I risultati dello “Studio economico del Settore Televisivo Privato Italiano” pubblicato annualmente oltre che dalla FRT anche dai Sindacati SLC-CGIL, FIStel-CISL e UILCOM-UIL evidenziano che se non si trovano le giuste soluzioni in brevissimo tempo il settore rischia l’estinzione.

I dati

I bilanci 2011 di 351 società che amministrano emittenti televisive locali operanti in Italia confermano una perdita di 75,8 milioni di euro.  Il saldo tra utile e perdite presenta, pertanto, un valore negativo pari a € -71,2 mln (€ -21.3 mln nel 2010). Il settore va male fin dal 2008 (-19 mln nel 2008, -43 mln nel 2009, -21 mln nel 2010 e, appunto, -71 mln nel 2011), anno coincidente con l’inizio della crisi mondiale e con l’avvio del digitale terrestre in Italia. Negli anni precedenti il saldo tra utili e perdite è stato sempre positivo o in pareggio. A conti fatti il saldo negativo tra utili e perdite negli ultimi quattro anni ammonta a circa 155 mln di euro. Nel 2011 i ricavi totali (pubblicità + contributi pubblici e altri ricavi) sono stati pari a € 514 mln, in calo del 10% rispetto al 2010 e del 17% rispetto al 2008. I ricavi pubblicitari ammontano a € 391 mln (€ 425 mln nel 2010) in calo di oltre € 96 mln rispetto al 2008. Anche le altre fonti di entrate (contributi pubblici e ricavi diversi) presentano un calo di circa il 17% sull’anno precedente. Nelle fasi di crisi il settore non sembra capace di trovare, in tempi rapidi, nuovi equilibri economici, denotando una forte rigidità strutturale sui costi. 

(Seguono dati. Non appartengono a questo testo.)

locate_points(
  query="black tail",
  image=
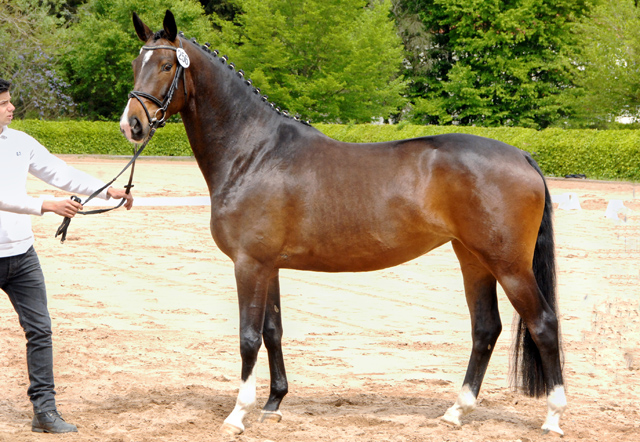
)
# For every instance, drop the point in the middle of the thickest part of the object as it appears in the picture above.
(527, 363)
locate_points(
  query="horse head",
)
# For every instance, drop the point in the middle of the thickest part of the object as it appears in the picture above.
(160, 83)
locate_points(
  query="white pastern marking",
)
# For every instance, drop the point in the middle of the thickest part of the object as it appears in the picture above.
(556, 404)
(245, 402)
(465, 404)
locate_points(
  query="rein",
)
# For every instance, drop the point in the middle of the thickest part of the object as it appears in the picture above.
(154, 124)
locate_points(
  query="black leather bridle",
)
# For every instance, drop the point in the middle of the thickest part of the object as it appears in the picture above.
(154, 124)
(164, 104)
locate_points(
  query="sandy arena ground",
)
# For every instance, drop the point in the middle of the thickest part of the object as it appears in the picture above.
(146, 347)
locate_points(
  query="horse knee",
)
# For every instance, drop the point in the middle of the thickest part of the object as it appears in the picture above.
(250, 344)
(545, 332)
(485, 336)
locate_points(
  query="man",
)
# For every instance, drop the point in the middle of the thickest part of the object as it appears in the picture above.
(21, 276)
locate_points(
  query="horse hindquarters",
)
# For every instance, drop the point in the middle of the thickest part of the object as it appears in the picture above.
(514, 242)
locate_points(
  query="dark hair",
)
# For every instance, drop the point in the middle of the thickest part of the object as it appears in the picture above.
(4, 85)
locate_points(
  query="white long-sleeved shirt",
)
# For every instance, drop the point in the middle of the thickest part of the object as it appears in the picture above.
(21, 154)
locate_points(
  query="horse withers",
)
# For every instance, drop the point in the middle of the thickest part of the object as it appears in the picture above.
(283, 195)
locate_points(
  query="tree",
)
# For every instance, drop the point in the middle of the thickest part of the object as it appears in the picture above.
(328, 60)
(494, 62)
(27, 37)
(99, 49)
(607, 64)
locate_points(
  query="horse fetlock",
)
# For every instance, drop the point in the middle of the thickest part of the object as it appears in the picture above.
(270, 416)
(556, 404)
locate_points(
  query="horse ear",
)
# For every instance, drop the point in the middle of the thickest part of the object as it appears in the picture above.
(170, 28)
(143, 31)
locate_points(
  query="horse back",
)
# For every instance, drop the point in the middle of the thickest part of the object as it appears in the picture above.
(319, 204)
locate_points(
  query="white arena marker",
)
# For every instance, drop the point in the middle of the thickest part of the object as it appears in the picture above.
(615, 208)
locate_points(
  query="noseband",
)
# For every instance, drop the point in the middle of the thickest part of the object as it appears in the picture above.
(154, 124)
(183, 62)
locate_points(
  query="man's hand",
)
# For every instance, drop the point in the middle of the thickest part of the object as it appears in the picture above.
(67, 208)
(119, 194)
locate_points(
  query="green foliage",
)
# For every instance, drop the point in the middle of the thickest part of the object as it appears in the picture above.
(102, 45)
(101, 138)
(328, 60)
(27, 39)
(607, 64)
(613, 154)
(494, 62)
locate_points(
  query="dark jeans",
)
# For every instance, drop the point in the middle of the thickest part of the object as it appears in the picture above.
(22, 279)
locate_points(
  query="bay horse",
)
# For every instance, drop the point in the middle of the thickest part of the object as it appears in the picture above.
(283, 195)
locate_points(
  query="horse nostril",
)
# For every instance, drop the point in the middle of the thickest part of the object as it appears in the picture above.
(136, 127)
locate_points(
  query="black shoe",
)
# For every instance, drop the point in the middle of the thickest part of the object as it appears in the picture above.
(51, 422)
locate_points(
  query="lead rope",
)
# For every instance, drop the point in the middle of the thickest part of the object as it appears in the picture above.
(155, 123)
(62, 230)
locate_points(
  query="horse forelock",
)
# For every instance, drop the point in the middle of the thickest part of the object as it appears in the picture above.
(159, 35)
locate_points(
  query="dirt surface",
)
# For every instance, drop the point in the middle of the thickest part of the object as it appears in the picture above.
(146, 347)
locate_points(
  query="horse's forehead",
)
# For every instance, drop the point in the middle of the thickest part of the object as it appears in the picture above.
(146, 57)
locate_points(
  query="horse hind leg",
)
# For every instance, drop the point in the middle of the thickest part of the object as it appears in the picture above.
(272, 335)
(480, 291)
(538, 347)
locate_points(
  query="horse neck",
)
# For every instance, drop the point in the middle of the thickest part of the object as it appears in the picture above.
(222, 117)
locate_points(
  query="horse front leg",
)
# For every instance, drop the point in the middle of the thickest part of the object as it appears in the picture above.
(272, 334)
(252, 281)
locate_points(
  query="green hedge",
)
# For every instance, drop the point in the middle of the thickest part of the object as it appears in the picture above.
(101, 137)
(613, 154)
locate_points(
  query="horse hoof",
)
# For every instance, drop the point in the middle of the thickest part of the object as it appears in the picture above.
(230, 430)
(553, 432)
(270, 416)
(454, 421)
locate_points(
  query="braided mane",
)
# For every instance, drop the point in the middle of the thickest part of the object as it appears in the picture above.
(214, 56)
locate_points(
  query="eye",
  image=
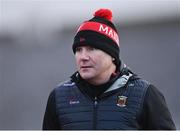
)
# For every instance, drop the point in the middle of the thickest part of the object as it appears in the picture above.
(78, 49)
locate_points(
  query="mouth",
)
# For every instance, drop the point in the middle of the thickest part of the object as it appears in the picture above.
(86, 67)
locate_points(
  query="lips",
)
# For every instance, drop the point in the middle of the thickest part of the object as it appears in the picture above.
(84, 67)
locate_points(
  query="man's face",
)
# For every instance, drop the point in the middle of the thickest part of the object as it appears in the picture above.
(92, 63)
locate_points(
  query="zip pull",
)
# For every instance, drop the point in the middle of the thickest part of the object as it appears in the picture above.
(95, 101)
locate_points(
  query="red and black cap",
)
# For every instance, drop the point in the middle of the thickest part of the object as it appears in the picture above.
(99, 32)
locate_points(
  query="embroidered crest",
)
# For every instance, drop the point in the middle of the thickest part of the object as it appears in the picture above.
(73, 101)
(122, 100)
(82, 39)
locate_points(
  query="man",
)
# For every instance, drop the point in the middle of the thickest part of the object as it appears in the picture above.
(104, 93)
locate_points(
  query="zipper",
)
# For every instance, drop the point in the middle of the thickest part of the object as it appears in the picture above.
(95, 113)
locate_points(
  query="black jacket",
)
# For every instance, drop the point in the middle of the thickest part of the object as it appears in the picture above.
(153, 114)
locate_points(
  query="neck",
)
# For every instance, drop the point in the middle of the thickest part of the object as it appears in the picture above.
(103, 78)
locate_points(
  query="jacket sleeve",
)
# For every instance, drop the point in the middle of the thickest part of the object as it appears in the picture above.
(156, 115)
(50, 121)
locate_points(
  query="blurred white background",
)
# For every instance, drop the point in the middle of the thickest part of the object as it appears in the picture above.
(35, 50)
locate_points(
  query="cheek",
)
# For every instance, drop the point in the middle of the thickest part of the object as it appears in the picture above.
(77, 60)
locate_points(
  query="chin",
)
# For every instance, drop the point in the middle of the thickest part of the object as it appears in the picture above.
(86, 76)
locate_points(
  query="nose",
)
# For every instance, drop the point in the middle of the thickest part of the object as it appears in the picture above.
(83, 54)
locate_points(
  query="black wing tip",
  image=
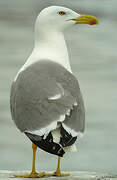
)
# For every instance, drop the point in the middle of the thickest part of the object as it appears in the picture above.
(46, 144)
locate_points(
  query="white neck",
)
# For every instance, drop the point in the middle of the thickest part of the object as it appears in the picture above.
(49, 45)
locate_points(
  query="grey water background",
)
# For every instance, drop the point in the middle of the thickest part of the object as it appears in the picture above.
(93, 55)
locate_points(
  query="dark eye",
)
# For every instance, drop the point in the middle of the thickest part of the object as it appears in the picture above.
(61, 13)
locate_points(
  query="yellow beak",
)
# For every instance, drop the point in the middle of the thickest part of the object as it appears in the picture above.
(86, 19)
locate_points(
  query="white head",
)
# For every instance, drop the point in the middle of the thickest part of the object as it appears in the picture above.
(61, 18)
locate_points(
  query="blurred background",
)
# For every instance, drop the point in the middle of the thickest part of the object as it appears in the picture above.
(93, 54)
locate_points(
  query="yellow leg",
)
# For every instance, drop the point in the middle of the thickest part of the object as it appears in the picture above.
(58, 171)
(33, 173)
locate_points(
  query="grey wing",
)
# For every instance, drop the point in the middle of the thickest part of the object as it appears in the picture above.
(40, 105)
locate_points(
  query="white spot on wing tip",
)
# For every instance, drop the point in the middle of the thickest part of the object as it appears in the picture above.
(57, 96)
(72, 132)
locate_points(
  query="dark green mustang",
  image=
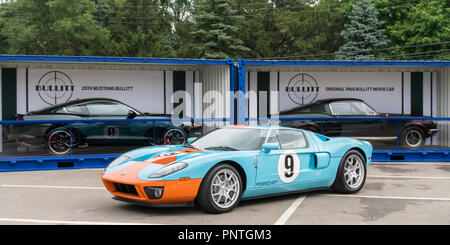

Per ciò che riguarda i costo per il personale è addirittura aumentato sia in termini di valore (€ 168 mln contro 164 mln del 2010) che in termini di incidenza sui ricavi (32,6% contro 28,6% del 2010). I costi di produzione (al netto dei costi del personale e degli ammortamenti) diminuiscono, passando da 389 mln del 2010 a 368 mln. «E’ del tutto evidente che senza le misure di sostegno, già insufficienti a compensare il calo della raccolta pubblicitaria, il sistema è destinato a collassare nell’arco di pochi anni» dicono i rappresentanti del settore.  Dei 514 mln complessivi ben 456 mln, pari all’89%, sono realizzati in 9 regioni; il rimanente 11%, pari a € 58,7 mln, viene invece prodotto dalle restanti 11 regioni (Liguria, Sardegna, Abruzzo, Calabria, Marche, Friuli VG, Trentino AA, Molise, Umbria, Basilicata e Valle d’Aosta) le quali sono pure quelle che stanno subendo di più i contraccolpi della crisi economica e del cambiamento strutturale del mercato avendo realizzato perdite di ricavi superiori alla media nazionale (-21,59% contro -10,16%). 

La crisi si supera con denaro pubblico?

Secondo i rappresentanti del settore, quindi, per far fronte alle perdite economiche di radio e tv bisogna dare ancora contributi pubblici al settore. Nonostante i dati riportati siano molto chiari e dicano chiaramente che c’è bisogno di una forte sterzata per far fronte alla crisi, gli “esperti” si concertnrano sul solito assistenzialismo. Cala il fatturato, calano le produzioni ma nessuno, tra gli operatori, se ne chiede il motivo. Perché? Perché prima o poi lo Stato verserà loro quote pesanti di euro. E poi? Finiti i soldi che faranno senza aver studiato e realizzato un progetto per uscire dalla situazione in cui il settore è impantanato?  Ne chiederanno altri come già è successo la settimana scorsa in Abruzzo. I rappresentanti delle tv locali hanno incontrato il presidente della Regione Gianni Chiodi per discutere delle problematiche legate al settore. Pare che la richiesta sia stata una: avere più soldi. Nessuno ovviamente ha diffuso la notizia, figuriamoci. In Abruzzo abbiamo decine e decine di emittenti, migliaia di giornalisti ma sulla vicenda nessuno ha comunicato nulla. La Regione si è chiusa in mutismo. Il Corecom, invece, ci ha detto che:«Le tv hanno condiviso la soluzione prospettata da Sorgi di modifica del bando». Ci chiediamo se non fosse il caso che politica e organismi di controllo si impegnino per fare comprendere agli editori che la loro funzione non è molto diversa da un’azienda qualsiasi. Se non sono capaci di gestire un’azienda andassero nei campi o, meglio ancora, a casa. Ci chiediamo solo se la politica è capace di questo atto essendo al servizio degli improvvisati “editori marchettari”.